The path was slippery and thick with mud under my feet. The branches of the maples bent down with the water on them; once in a while the wind stirred and the leaves shed the drops in torrents. I made up my mind to make a practice of carrying the trench coat in the car at all times. The wet came through my sportcoat and lay cold on my skin. I had the debit book under my arm, up close, trying to keep it dry. If that thing ever got wet the ink would dry all over the pages and the company would raise hell about that.
I was glad to get up onto the porch of the cabin, out of the rain. From down below I could hear the music drifting up from the dance hall. I supposed that Sally was down there with that orchestra fellow, or maybe she was over in her room getting pointers from the redhead.
I unlocked the door and went inside.
The cabin was damp and it didn’t feel any better after I’d changed to dry clothes and slipped a robe on. There was some wood by the fireplace, so I got a handful of paper, used some of the sticks, and got a fire going. The fire burned brightly and I sat down on the davenport, facing it, and started to balance out my collections for the day. Overhead, the rain drummed down on the roof.

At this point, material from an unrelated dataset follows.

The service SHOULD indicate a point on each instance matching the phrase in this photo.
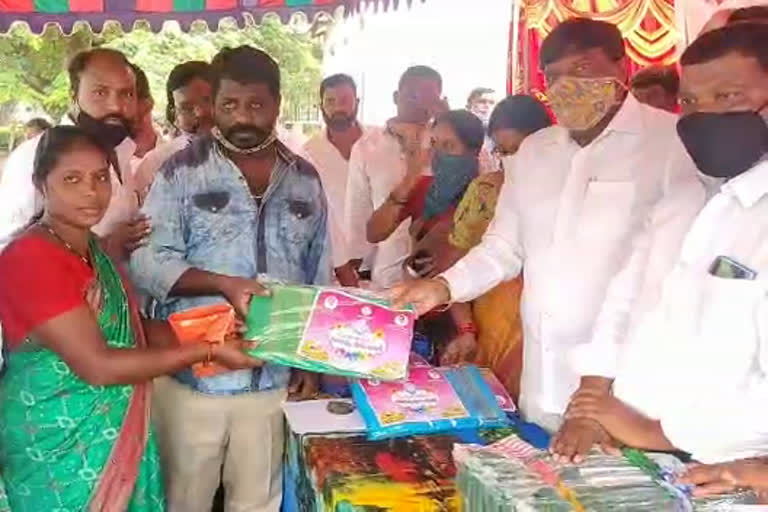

I had the sheet almost totaled when I felt the door open and the damp air across my knees. I looked up and the night became young again.
“Jesus Christ!”
I got up as she closed the door. She’d come up the path, just wearing the dress, and it was plastered to her like wet paper. “Hello, Nicky.”
“Jesus! Irene!”
She came over and held her wet face up to me. I bent and kissed her. Her lips were warm and parted. “You’d better get that dress off,” I said. She laughed and shook the rain from her hair. “You’re like a stud, Nicky.”